We Were Soldiers and Secretariat director Randall Wallce is set to develop a faith-based drama for Sony Pictures called Heaven is Real. The movie is based on a book written by Todd Burpo and Lynn Vincent, called Heaven Is for Real: A Little Boy's Astounding Story of His Trip to Heaven and Back.
This is definitely a different kind of film for Wallace who also wrote Braveheart and Pearl Harbor, the latter of which wasn't his best work. The book tells the true story behind Burpo's son's near-death experience and subsequent claim that he visited heaven. His family and the members of his small town do not believe him until his stories identify people who have passed away.
I can see a movie like this being a big hit. It's based on a true story, it's interesting, and there's an epic faith-based market out there for this kind of film. The book is being adapted into a script by Christopher Parker (Battle of the Year) and Wallace will direct. He's also set to direct a WWII movie called The Conscientious Objector, and is currently writing an action-adventure film called Gunslinger for Vince Vaughn.

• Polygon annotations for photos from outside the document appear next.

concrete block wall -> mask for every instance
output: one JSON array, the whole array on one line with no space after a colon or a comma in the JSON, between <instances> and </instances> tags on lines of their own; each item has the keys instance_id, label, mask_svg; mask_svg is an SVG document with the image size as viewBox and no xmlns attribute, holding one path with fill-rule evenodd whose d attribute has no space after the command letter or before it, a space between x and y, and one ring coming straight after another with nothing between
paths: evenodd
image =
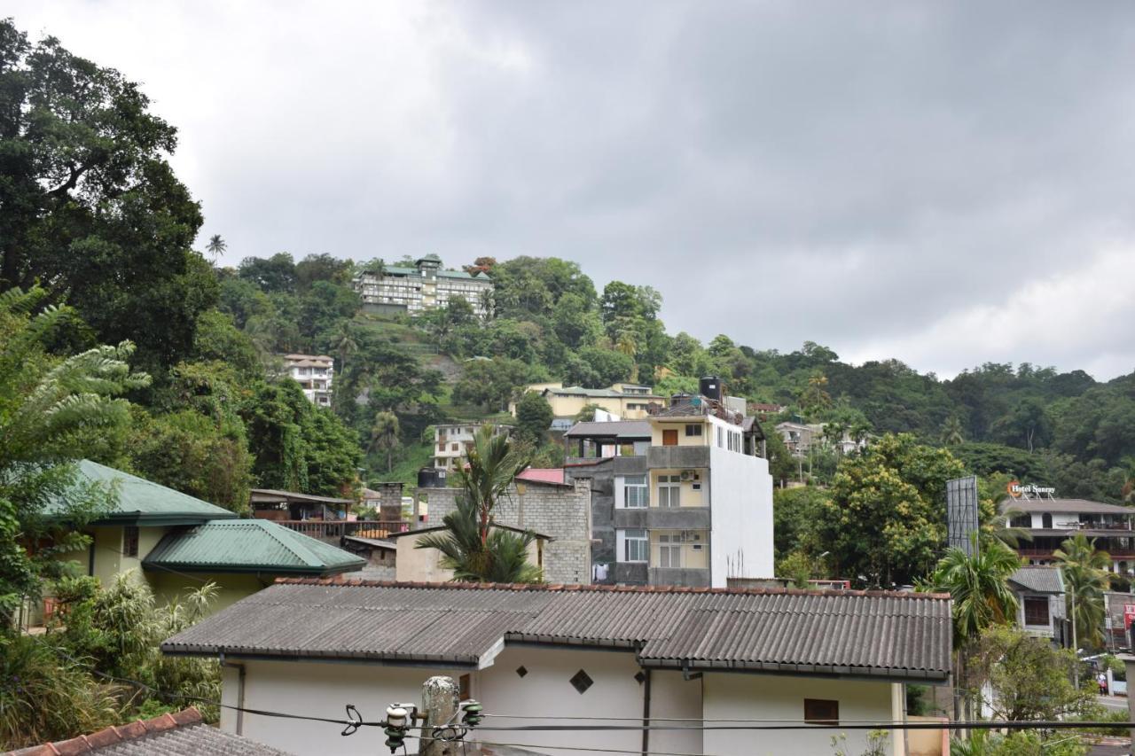
<instances>
[{"instance_id":1,"label":"concrete block wall","mask_svg":"<svg viewBox=\"0 0 1135 756\"><path fill-rule=\"evenodd\" d=\"M457 488L429 490L429 524L442 524L456 507ZM591 582L591 487L588 480L571 486L524 481L497 502L493 518L499 524L524 528L549 536L544 546L544 579L552 583Z\"/></svg>"}]
</instances>

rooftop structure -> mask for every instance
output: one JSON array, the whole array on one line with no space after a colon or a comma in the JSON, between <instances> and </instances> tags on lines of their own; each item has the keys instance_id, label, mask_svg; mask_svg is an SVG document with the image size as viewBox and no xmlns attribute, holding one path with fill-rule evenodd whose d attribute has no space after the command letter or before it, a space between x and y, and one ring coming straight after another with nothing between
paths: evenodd
<instances>
[{"instance_id":1,"label":"rooftop structure","mask_svg":"<svg viewBox=\"0 0 1135 756\"><path fill-rule=\"evenodd\" d=\"M944 681L940 594L281 580L167 654L485 669L510 642L632 650L644 666Z\"/></svg>"},{"instance_id":2,"label":"rooftop structure","mask_svg":"<svg viewBox=\"0 0 1135 756\"><path fill-rule=\"evenodd\" d=\"M448 306L451 299L462 299L478 317L485 317L485 295L493 291L493 280L486 275L446 270L440 258L427 254L413 267L364 270L354 279L354 287L363 309L370 312L419 314Z\"/></svg>"}]
</instances>

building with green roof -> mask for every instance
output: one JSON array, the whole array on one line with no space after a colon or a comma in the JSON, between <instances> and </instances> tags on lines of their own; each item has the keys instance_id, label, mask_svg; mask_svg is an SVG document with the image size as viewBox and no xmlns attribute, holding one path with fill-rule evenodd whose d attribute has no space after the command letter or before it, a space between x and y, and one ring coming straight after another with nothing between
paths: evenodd
<instances>
[{"instance_id":1,"label":"building with green roof","mask_svg":"<svg viewBox=\"0 0 1135 756\"><path fill-rule=\"evenodd\" d=\"M365 561L300 532L236 513L98 462L76 464L73 494L49 502L65 518L68 499L92 485L111 494L111 507L86 524L91 545L59 558L110 585L137 570L160 602L204 582L219 588L213 611L271 585L277 577L323 578L361 569Z\"/></svg>"}]
</instances>

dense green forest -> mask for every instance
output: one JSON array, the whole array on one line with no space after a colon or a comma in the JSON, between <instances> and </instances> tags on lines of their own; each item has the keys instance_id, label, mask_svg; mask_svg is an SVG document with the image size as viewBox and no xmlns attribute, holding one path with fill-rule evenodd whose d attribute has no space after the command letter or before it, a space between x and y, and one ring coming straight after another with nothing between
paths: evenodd
<instances>
[{"instance_id":1,"label":"dense green forest","mask_svg":"<svg viewBox=\"0 0 1135 756\"><path fill-rule=\"evenodd\" d=\"M168 162L176 129L138 87L54 40L33 44L10 23L0 33L15 51L0 84L26 106L0 124L0 291L40 285L41 306L69 306L50 352L131 341L132 367L152 379L129 393L132 422L93 451L100 461L241 509L253 485L331 494L411 480L432 425L499 417L526 383L669 393L716 373L784 417L948 445L974 472L1132 495L1135 373L1100 383L987 363L943 380L897 359L848 364L813 342L789 353L725 334L701 343L667 331L653 288L599 288L554 258L448 260L494 282L484 321L461 301L417 318L363 313L352 279L370 260L279 252L221 266L239 250L199 238L205 209ZM333 411L278 377L285 352L336 358ZM773 454L777 477L799 472L775 443ZM834 465L809 460L821 482Z\"/></svg>"}]
</instances>

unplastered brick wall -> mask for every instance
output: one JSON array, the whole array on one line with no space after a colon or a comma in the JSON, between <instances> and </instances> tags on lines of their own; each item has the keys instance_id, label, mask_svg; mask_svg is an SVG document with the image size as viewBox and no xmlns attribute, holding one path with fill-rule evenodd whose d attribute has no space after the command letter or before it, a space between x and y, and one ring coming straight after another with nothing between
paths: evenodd
<instances>
[{"instance_id":1,"label":"unplastered brick wall","mask_svg":"<svg viewBox=\"0 0 1135 756\"><path fill-rule=\"evenodd\" d=\"M457 488L421 489L429 495L429 524L442 524L456 507ZM591 485L524 482L524 493L510 487L497 502L493 519L501 524L535 530L552 538L544 545L544 579L552 583L591 582Z\"/></svg>"}]
</instances>

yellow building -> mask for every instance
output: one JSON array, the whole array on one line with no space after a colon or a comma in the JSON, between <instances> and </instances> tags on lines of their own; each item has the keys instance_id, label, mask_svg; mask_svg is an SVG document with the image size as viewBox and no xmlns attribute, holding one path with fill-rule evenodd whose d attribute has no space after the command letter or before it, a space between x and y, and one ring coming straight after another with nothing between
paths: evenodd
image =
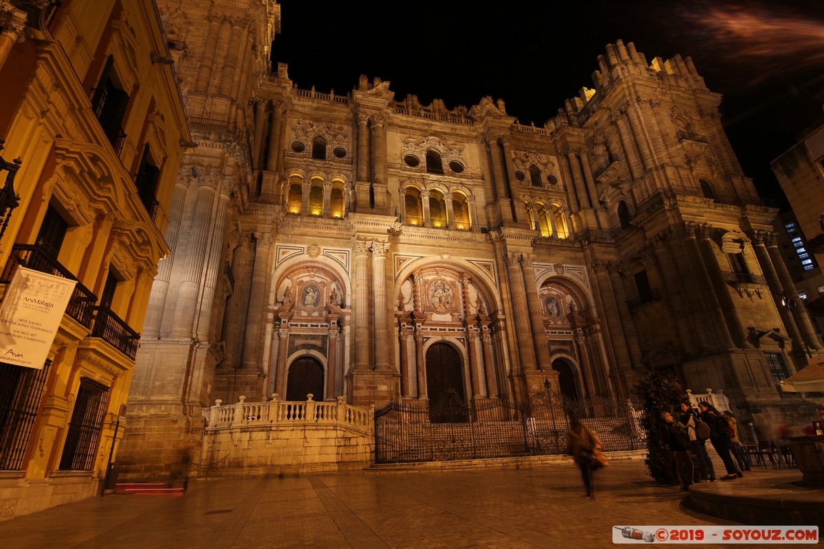
<instances>
[{"instance_id":1,"label":"yellow building","mask_svg":"<svg viewBox=\"0 0 824 549\"><path fill-rule=\"evenodd\" d=\"M2 0L0 33L2 287L77 281L42 370L0 363L2 519L102 489L190 136L152 0Z\"/></svg>"}]
</instances>

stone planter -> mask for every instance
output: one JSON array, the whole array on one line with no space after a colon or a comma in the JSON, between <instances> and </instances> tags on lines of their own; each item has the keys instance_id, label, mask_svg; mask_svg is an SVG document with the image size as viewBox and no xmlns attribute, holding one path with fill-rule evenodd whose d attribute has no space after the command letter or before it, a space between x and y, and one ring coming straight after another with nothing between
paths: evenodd
<instances>
[{"instance_id":1,"label":"stone planter","mask_svg":"<svg viewBox=\"0 0 824 549\"><path fill-rule=\"evenodd\" d=\"M824 486L824 435L794 436L793 444L795 463L803 473L803 484Z\"/></svg>"}]
</instances>

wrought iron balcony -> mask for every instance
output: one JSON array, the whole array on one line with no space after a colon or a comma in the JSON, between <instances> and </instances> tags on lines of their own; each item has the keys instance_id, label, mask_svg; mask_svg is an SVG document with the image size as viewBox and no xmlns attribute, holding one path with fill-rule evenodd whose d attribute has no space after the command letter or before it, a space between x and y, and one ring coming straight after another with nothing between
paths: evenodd
<instances>
[{"instance_id":1,"label":"wrought iron balcony","mask_svg":"<svg viewBox=\"0 0 824 549\"><path fill-rule=\"evenodd\" d=\"M10 282L17 265L69 280L77 280L77 277L60 264L50 249L41 244L15 244L12 248L12 254L8 263L6 263L2 277L0 277L2 278L0 282ZM72 291L72 297L68 300L66 314L86 328L89 328L91 326L92 307L96 302L97 296L78 281Z\"/></svg>"},{"instance_id":2,"label":"wrought iron balcony","mask_svg":"<svg viewBox=\"0 0 824 549\"><path fill-rule=\"evenodd\" d=\"M95 307L94 310L97 314L95 315L91 337L100 337L110 343L115 349L133 360L138 354L140 334L108 307Z\"/></svg>"}]
</instances>

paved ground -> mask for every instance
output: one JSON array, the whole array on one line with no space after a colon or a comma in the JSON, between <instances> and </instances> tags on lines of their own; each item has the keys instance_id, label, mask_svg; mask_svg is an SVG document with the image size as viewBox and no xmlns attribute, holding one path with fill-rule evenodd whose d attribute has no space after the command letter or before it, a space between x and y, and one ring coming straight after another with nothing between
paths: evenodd
<instances>
[{"instance_id":1,"label":"paved ground","mask_svg":"<svg viewBox=\"0 0 824 549\"><path fill-rule=\"evenodd\" d=\"M774 482L764 469L732 482ZM654 484L639 459L613 461L596 491L597 500L584 496L569 461L199 481L182 495L114 494L0 523L0 547L608 547L615 525L731 523L683 506L686 495Z\"/></svg>"}]
</instances>

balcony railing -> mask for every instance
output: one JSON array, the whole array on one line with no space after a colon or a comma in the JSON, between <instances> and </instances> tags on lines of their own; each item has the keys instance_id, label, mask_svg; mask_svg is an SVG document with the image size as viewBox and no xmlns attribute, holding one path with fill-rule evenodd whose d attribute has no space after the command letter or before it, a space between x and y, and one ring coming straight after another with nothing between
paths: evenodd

I like most of the films Wallace has made, I really liked Secretariat, that ended up being a lot better than I thought it would be. If you haven't seen it, you should check it out. What do you think of Wallace directing this movie, and do you think the story will make for a good movie?
Here's the description of the book:
A young boy emerges from life-saving surgery with remarkable stories of his visit to heaven.

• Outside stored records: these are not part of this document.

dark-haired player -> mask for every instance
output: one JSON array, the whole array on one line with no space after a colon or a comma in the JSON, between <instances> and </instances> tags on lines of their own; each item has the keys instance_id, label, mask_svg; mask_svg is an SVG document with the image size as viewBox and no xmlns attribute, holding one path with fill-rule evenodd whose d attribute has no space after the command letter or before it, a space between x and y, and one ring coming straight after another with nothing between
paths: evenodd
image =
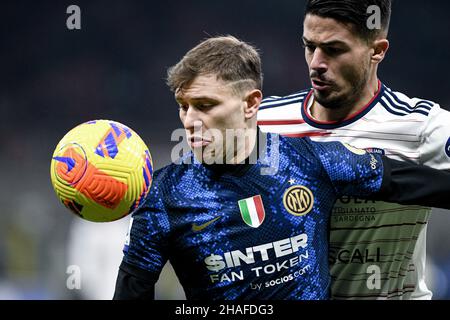
<instances>
[{"instance_id":1,"label":"dark-haired player","mask_svg":"<svg viewBox=\"0 0 450 320\"><path fill-rule=\"evenodd\" d=\"M265 99L258 113L261 130L339 140L449 170L450 113L378 79L378 66L389 48L390 15L389 0L308 1L303 44L312 88ZM430 212L340 199L330 224L332 297L431 299L425 283Z\"/></svg>"}]
</instances>

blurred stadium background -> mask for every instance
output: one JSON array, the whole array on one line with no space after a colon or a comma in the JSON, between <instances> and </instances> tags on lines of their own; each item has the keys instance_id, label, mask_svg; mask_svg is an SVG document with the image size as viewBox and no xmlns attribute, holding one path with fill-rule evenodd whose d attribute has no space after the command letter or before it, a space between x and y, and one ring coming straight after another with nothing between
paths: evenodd
<instances>
[{"instance_id":1,"label":"blurred stadium background","mask_svg":"<svg viewBox=\"0 0 450 320\"><path fill-rule=\"evenodd\" d=\"M79 31L66 8L81 8ZM267 95L308 86L300 45L304 1L2 1L0 10L0 299L110 299L128 219L84 222L56 199L50 158L75 125L104 118L144 138L156 168L170 161L180 127L167 67L208 35L260 48ZM395 1L388 86L450 107L450 2ZM450 124L449 124L450 125ZM428 229L428 282L450 298L450 212ZM69 290L78 265L81 289ZM157 298L183 298L170 266Z\"/></svg>"}]
</instances>

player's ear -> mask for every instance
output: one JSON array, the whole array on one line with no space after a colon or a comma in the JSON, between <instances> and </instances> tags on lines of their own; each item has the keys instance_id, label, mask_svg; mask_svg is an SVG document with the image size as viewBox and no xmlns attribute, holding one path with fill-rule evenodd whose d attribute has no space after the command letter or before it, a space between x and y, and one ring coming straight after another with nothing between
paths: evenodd
<instances>
[{"instance_id":1,"label":"player's ear","mask_svg":"<svg viewBox=\"0 0 450 320\"><path fill-rule=\"evenodd\" d=\"M259 105L262 101L262 92L261 90L254 89L249 92L247 92L244 102L244 114L246 119L251 119L254 116L256 116L256 113L258 112Z\"/></svg>"},{"instance_id":2,"label":"player's ear","mask_svg":"<svg viewBox=\"0 0 450 320\"><path fill-rule=\"evenodd\" d=\"M373 54L372 54L372 62L380 63L383 61L386 56L386 52L389 49L389 40L387 39L376 39L373 42Z\"/></svg>"}]
</instances>

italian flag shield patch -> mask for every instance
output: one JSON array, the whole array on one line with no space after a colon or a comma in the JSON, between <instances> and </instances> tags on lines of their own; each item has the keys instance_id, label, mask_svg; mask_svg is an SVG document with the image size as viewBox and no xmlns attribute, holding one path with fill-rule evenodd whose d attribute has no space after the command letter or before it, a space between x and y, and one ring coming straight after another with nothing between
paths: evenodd
<instances>
[{"instance_id":1,"label":"italian flag shield patch","mask_svg":"<svg viewBox=\"0 0 450 320\"><path fill-rule=\"evenodd\" d=\"M238 204L244 222L252 228L258 228L266 216L261 196L239 200Z\"/></svg>"}]
</instances>

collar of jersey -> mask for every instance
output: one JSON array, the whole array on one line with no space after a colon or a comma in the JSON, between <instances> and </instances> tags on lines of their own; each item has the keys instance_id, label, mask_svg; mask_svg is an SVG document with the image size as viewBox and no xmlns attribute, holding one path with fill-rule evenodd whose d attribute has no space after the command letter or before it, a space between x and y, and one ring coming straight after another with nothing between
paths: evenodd
<instances>
[{"instance_id":1,"label":"collar of jersey","mask_svg":"<svg viewBox=\"0 0 450 320\"><path fill-rule=\"evenodd\" d=\"M319 121L319 120L314 119L309 114L308 103L309 103L309 99L311 98L311 96L313 94L313 90L311 89L309 91L308 95L306 96L305 100L303 100L303 103L302 103L301 112L302 112L303 120L305 120L305 122L307 124L309 124L310 126L319 128L319 129L335 129L335 128L340 128L340 127L345 127L345 126L361 119L370 110L372 110L372 108L375 107L376 104L380 101L381 97L383 96L384 90L385 90L384 85L381 83L380 80L378 80L377 93L373 96L373 98L369 101L369 103L367 103L360 110L358 110L355 113L352 113L351 115L349 115L346 119L344 119L342 121Z\"/></svg>"}]
</instances>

Heaven Is for Real is the true story of the four-year old son of a small town Nebraska pastor who during emergency surgery slips from consciousness and enters heaven. He survives and begins talking about being able to look down and see the doctor operating and his dad praying in the waiting room. The family didn't know what to believe but soon the evidence was clear.
Colton said he met his miscarried sister, whom no one had told him about, and his great grandfather who died 30 years before Colton was born, then shared impossible-to-know details about each. He describes the horse that only Jesus could ride, about how "reaaally big" God and his chair are, and how the Holy Spirit "shoots down power" from heaven to help us.
Told by the father, but often in Colton's own words, the disarmingly simple message is heaven is a real place, Jesus really loves children, and be ready, there is a coming last battle.